When Esau learns that his blessing has been given to his brother, his first thought is not immediately to harm Jacob. He first weeps in anguish, in bitterness, and begs his father to bless him too. Isaac explains the blessing has already been given to Jacob, and Esau cries out, “Have you only one blessing? Bless me too, Father!” But Isaac has nothing left to give him. He is maybe out of line when he does, at the end of this scene, threaten to kill his brother, but he never really makes an attempt to do so. Jacob runs away, and Esau does not run after him, and when they are reunited they are both very gracious to each other. Maybe Esau never really meant he was actually going to kill his brother, but meant it more like, “Grrr I’m gonna kill you,” as many people today might say to their loved ones when they’re being obnoxious.
While there are layers of rabbis from ancient to medieval times describing all the sins and evil qualities of Esau, those qualities just aren’t found in the Torah itself. The Torah itself shows us a man, maybe not a man with the best foresight or intuition or not a man who's great a controlling his emotions, but still not an evil man. I see a sad, scared man, betrayed by his own family. Maybe one takeaway from this Torah portion is to not judge a book by its cover, or an argument from one side. Esau is a hairy, reddish colored hunter, and I think often depicted as larger than Jacob, although the Torah doesn’t specify size. You might have been told, as many are, that Esau was a brutish man, villainous from the start. That sounds like a guy any of us would run away from, too, probably.

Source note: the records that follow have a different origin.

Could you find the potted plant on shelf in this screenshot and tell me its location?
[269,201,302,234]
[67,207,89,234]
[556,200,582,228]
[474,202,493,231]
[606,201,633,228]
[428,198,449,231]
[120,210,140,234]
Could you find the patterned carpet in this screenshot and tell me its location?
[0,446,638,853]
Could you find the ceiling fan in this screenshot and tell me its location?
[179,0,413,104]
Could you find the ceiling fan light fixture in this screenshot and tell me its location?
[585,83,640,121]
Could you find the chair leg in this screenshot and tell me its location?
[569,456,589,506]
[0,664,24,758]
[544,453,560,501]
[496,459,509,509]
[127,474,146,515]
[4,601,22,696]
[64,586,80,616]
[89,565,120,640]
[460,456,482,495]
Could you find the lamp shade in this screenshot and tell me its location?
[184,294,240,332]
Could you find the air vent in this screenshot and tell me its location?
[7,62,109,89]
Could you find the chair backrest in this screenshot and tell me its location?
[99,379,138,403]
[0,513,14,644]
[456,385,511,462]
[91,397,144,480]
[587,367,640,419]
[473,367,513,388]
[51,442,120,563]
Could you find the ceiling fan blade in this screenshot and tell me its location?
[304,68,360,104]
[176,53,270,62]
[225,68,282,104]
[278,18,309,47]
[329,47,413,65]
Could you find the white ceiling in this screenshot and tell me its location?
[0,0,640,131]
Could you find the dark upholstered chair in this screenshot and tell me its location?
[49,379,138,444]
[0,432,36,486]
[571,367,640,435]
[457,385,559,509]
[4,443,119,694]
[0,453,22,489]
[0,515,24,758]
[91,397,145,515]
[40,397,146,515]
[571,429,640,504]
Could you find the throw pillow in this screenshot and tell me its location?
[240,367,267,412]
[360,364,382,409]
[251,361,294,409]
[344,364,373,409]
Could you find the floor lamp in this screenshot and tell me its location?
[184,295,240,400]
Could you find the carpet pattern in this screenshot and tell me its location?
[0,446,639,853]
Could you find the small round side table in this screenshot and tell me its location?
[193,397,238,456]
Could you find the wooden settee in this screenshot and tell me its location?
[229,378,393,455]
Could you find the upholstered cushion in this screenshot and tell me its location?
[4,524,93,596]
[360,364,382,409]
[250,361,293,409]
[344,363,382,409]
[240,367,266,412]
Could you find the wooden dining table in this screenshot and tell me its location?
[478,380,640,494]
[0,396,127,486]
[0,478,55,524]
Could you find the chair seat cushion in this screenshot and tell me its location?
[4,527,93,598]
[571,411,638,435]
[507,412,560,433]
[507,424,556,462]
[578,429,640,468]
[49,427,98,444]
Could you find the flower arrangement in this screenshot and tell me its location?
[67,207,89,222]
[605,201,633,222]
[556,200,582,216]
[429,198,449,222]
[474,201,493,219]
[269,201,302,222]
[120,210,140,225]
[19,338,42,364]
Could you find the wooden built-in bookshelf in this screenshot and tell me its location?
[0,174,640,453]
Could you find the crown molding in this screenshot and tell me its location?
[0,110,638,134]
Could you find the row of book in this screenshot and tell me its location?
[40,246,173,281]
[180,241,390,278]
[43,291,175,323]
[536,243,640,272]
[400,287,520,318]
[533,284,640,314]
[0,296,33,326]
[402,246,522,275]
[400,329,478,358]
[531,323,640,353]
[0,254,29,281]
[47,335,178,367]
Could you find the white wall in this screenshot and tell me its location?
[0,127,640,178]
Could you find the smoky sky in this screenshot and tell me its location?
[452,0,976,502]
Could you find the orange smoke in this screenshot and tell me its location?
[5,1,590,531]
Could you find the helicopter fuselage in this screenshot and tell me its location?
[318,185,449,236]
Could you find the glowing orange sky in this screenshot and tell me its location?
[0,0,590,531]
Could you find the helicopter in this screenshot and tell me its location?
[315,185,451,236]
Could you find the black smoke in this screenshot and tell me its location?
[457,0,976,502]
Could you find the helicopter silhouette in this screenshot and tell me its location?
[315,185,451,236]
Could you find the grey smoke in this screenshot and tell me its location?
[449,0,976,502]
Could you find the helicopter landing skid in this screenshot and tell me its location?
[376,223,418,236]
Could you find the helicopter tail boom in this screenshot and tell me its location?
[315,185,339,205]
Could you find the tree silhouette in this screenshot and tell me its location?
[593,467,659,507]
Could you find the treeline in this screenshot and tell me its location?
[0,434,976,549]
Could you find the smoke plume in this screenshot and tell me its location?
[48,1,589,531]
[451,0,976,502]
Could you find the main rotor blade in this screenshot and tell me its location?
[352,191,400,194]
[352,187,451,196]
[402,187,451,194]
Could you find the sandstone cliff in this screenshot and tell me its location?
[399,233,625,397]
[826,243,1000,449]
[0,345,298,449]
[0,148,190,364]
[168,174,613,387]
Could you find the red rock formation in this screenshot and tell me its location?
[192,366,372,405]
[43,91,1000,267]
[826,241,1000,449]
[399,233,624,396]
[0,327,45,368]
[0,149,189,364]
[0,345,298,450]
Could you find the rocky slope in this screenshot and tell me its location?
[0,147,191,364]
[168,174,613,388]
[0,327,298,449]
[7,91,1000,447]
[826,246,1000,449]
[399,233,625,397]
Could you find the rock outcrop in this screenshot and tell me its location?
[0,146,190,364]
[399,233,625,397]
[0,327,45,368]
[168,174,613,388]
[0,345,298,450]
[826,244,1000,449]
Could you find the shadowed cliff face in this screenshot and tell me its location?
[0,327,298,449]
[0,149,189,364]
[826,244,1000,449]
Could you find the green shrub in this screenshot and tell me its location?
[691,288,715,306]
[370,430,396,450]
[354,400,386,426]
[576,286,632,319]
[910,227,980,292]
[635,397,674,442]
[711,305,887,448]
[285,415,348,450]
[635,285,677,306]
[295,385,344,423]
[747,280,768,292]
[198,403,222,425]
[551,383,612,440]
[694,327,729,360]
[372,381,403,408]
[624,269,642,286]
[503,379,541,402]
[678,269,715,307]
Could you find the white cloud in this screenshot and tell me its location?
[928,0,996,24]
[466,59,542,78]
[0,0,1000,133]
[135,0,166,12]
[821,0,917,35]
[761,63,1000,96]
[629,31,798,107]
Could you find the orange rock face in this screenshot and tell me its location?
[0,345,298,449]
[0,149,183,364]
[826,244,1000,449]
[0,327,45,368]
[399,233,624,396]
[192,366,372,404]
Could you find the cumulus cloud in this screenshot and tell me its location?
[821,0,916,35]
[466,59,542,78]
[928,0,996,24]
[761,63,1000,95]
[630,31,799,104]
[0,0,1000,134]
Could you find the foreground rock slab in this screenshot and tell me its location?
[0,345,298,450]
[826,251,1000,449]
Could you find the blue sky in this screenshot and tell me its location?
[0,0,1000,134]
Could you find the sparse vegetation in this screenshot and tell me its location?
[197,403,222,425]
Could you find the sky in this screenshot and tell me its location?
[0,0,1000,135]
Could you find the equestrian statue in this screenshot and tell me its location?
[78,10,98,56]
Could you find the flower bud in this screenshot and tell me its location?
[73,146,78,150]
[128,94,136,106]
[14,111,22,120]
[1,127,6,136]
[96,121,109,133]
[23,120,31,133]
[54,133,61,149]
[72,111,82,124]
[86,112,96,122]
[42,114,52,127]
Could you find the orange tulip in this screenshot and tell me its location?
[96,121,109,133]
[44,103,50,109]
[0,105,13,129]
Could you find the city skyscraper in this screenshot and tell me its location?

But actually, it sounds more like Esau and Rubeus Hagrid, a character from the Harry Potter series, might be basically the same person. Many Hogwarts students, as well as adults, dislike or are afraid of Hagrid because he is large, hairy, and has a ruddy complexion. He knows his way around the scary and ominous Forbidden Forest, is handy with a weapon, and loves dangerous animals. Rumors fly around about him that indicate what a ferocious beast of half-giant he is, and many keep their distance. In reality, he is a sweet soul, kind of alone in the world, just trying to live his life. As we go on our way, we may or we may not encounter Hagrids and Esaus, exactly. But we will probably encounter people that are different and outcast in other ways. They may not be hairy and have red skin, but maybe they do look different or “funny” in other ways. They may not have reputations for being killers, but maybe other nasty rumors are spread about them. When we come across these people, let us emulate Harry, Hermione, and Ron, rather than our own ancient rabbis in how we deal with them. Let us be kind, and get to know people for who they really are, not for what they look like or what others may say they really are. And may we show all our fellow humans kindness. Amen and Shabbat Shalom.